Development of secularism in Norway From monoculturalism to diversity. A historical overview.
Norway has its base in a traditional, monocultural society with nearly only one ethnic group, one religion, and an economy reliant on fisheries and subsistence farming. Christianity has up to the present time been the single dominant community-buliding force. And that force hasn’t always been inclusive and tolerant.
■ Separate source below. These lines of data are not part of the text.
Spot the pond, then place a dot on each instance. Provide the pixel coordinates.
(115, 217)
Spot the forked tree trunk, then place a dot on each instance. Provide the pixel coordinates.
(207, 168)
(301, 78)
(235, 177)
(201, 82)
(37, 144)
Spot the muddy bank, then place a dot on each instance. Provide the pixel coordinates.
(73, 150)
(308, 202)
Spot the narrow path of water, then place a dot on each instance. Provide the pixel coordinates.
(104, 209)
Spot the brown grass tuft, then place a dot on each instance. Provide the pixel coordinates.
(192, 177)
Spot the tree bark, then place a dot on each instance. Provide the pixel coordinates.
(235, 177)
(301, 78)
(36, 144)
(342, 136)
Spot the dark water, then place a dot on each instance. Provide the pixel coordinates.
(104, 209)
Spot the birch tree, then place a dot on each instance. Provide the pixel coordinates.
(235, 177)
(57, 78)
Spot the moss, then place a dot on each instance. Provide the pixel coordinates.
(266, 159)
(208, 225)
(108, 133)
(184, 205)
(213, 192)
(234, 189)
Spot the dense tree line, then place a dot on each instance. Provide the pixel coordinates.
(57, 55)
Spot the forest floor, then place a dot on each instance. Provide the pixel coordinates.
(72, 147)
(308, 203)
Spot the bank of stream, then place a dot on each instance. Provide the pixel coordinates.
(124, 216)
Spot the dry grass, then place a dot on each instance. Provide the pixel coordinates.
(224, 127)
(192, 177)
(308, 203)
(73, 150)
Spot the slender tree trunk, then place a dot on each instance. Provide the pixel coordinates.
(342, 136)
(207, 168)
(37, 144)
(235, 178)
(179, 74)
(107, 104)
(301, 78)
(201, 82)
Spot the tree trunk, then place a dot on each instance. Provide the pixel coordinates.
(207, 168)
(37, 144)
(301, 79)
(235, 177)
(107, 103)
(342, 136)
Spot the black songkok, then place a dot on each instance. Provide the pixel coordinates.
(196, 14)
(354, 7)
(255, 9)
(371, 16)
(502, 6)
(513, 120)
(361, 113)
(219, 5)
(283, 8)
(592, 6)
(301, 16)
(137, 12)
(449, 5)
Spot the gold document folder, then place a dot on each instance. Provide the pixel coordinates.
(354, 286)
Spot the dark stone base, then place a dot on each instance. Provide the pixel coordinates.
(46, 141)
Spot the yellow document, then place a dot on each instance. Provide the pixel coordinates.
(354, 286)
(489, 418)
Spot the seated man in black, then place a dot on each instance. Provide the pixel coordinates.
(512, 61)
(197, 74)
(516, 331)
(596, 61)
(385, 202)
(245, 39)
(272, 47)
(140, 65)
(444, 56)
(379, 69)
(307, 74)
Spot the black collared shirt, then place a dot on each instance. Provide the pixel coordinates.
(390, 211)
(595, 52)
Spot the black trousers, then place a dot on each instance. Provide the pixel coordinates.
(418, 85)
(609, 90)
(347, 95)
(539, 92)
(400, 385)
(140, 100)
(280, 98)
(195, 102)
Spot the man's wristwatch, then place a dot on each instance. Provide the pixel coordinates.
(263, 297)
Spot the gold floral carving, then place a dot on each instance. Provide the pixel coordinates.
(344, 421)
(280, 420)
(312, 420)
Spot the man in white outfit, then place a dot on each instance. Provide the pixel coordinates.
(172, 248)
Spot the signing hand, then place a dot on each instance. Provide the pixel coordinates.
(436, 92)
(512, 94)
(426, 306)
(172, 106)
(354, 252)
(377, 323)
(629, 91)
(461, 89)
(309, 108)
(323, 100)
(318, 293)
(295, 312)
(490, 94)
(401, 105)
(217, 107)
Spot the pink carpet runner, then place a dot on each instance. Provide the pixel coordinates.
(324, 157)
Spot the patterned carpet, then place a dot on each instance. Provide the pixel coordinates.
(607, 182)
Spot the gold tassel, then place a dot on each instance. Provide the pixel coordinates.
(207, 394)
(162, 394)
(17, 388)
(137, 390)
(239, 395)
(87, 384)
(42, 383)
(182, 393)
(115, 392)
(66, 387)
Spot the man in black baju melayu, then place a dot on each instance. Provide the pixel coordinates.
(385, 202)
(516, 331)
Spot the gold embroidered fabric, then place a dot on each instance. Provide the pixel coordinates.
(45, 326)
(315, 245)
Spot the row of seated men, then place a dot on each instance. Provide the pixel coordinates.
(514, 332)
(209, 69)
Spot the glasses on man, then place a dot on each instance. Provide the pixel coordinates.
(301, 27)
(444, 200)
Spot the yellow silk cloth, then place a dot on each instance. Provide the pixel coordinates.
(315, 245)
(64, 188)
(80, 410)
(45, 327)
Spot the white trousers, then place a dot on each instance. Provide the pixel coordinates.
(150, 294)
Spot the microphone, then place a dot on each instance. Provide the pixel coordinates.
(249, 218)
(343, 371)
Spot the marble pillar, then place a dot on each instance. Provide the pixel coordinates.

An example: In 1569 the Norwegian/Danish king ruled that all foreigners who wanted to visit the country had to be Lutheran christians. If not, they would be expelled. This strain of thought has sadly lingered up to our times. The ideas from the French revolution about freedom, equality and brotherhood did not reach Norway in time to prevent the Norwegian constitution of 1814 to ban catholic monk-orders, jesuites and jews from the country. This constitution is still celebrated every year on May 17, our national day, but of course the constitution has been amended later on. Catholic monks, jesuites and jews are now welcome.
This constitution of 1814 also laid down the legal framework for Norway’s Lutheran, evangelical state church, that I will talk a bit more about later on.
However, Norwegians were not completely cut off from the rest of the world. The age of enlightenment had its impact also up north, and during the 19th century and further on in the 20th century, things started to diversify. In 1845, a law came along that allowed other Christian denominations than the evangelical Lutheran one, to practice their faith. That was obviously a step in the right direction, though no other religions than Christianity, not to mention atheism, were considered.
Slowly, things continued to move in the right direction. In the latter part of the 19th century, the Norwegian free thinking movement made an impact. People started to, and were to an increasing degree expected to, think for themselves. Slowly the mentality shifted. Whether to go along with tradition or not, became a choice of the individual. As things progressed, whether to believe in the Christian faith, and what denomination to adhere to, was more and more something you were expected to decide for yourself. This was unthinkable in earlier times. Nobody pondered on whether to be a Christian or not before this great shift. That was just something you were as a result of the society you were born into.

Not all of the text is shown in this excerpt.